10 janvier 2012

Mummenschanz, la poésie plastique

Ils tournent depuis 40 ans; je les découvre maintenant. Mieux vaut tard que jamais, dit-on.

Le théâtre des Mummenschanz met en scène des formes et des couleurs, qui se meuvent dans l'espace et dans le silence. Les formes évoluent, se métamorphosent. Tout à coup, de caissons jaunes naît un oiseau. Tout à coup, de baguettes de bois surgissent des serpents. Le spectateur se surprend à éprouver des sentiments pour des formes subitement très vivantes. Il s'émeut des aventures d'un cylindre. Il sourit à la vue d'un cercle essayant d'escalader tant bien que mal un triangle. Petit ou grand, le spectateur est pris au jeu. Et tout se fait dans la silence. Pas d'artifice musical. Juste le frottement des pas sur les planches, le souffle d'un comédien, le bruissement d'un matériau qui se frippe.
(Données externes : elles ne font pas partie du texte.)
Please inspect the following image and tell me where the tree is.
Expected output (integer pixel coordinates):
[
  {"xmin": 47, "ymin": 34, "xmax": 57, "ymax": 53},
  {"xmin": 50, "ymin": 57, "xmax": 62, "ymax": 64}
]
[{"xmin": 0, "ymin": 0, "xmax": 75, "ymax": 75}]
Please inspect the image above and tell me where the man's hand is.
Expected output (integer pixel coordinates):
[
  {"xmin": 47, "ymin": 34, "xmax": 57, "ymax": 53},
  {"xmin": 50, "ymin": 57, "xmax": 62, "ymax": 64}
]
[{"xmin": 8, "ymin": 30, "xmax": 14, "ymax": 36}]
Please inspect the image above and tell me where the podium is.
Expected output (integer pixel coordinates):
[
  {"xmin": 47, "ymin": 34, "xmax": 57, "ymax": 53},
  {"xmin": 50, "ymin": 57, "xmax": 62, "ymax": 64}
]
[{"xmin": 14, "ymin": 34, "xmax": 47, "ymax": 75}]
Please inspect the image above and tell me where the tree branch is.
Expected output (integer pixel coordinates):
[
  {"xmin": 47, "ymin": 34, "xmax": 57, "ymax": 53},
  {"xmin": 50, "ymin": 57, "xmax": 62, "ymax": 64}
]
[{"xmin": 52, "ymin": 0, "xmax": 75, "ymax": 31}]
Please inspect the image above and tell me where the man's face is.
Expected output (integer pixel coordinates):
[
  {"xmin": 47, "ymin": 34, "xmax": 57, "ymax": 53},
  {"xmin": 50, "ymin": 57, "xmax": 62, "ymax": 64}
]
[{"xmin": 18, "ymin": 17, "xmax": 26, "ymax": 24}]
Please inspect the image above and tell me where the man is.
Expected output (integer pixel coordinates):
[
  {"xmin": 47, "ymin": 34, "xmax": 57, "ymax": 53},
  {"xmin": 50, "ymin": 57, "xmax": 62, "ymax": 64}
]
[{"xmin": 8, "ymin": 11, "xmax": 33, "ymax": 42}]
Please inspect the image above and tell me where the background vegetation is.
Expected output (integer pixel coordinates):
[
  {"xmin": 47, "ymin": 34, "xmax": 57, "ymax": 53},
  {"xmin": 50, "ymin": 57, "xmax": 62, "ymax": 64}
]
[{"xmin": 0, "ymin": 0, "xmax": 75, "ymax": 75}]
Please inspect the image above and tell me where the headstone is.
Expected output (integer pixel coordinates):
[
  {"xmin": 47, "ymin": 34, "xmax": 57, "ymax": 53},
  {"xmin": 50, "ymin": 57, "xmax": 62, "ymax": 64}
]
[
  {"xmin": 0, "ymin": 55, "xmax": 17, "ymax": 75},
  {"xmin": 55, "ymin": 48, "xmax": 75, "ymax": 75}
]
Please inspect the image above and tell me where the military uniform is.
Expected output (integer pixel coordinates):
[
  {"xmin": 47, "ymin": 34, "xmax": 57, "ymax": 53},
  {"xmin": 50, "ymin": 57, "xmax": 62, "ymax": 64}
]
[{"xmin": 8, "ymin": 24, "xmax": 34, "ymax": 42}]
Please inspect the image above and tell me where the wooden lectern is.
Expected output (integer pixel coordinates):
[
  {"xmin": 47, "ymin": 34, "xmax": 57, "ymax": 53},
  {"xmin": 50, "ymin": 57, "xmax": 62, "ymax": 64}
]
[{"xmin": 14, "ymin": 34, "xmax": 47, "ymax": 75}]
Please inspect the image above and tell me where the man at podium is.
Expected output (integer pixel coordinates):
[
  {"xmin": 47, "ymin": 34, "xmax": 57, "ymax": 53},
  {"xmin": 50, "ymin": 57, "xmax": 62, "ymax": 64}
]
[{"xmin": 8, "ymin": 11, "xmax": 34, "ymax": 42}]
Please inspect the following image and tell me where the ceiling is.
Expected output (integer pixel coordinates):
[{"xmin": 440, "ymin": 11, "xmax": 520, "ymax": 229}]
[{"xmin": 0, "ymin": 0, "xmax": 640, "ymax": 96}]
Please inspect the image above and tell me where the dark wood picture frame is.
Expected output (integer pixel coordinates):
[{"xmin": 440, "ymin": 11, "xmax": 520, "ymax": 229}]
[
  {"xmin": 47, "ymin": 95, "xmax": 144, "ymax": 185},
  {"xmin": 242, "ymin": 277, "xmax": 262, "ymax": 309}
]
Certes, c'est un spectacle à numéros, sans trame, sans déroulement logique. Certes, les numéros sont d'inégales valeurs. Mais les trouvailles sont nombreuses, l'inventivité débordante. Et puis les Mummenschanz sont des poètes de la matière. Ils la réhabilitent comme source noble d'art de scène. L'intellect, l'esprit sont évacués. Au profit de la volupté de la chair, de l'inavouable désir du toucher, de la basse attirance pour la matière. Mais la mobilisation de l'ordre des sensations se fait aussi pour mieux stimuler l'imaginaire. Un imaginaire qui suscite à son tour le travail de l'esprit. Allers-retours entre matière et esprit, entre immédiat et médiat, entre sensation et raison. Circularité de l'art. Universalité.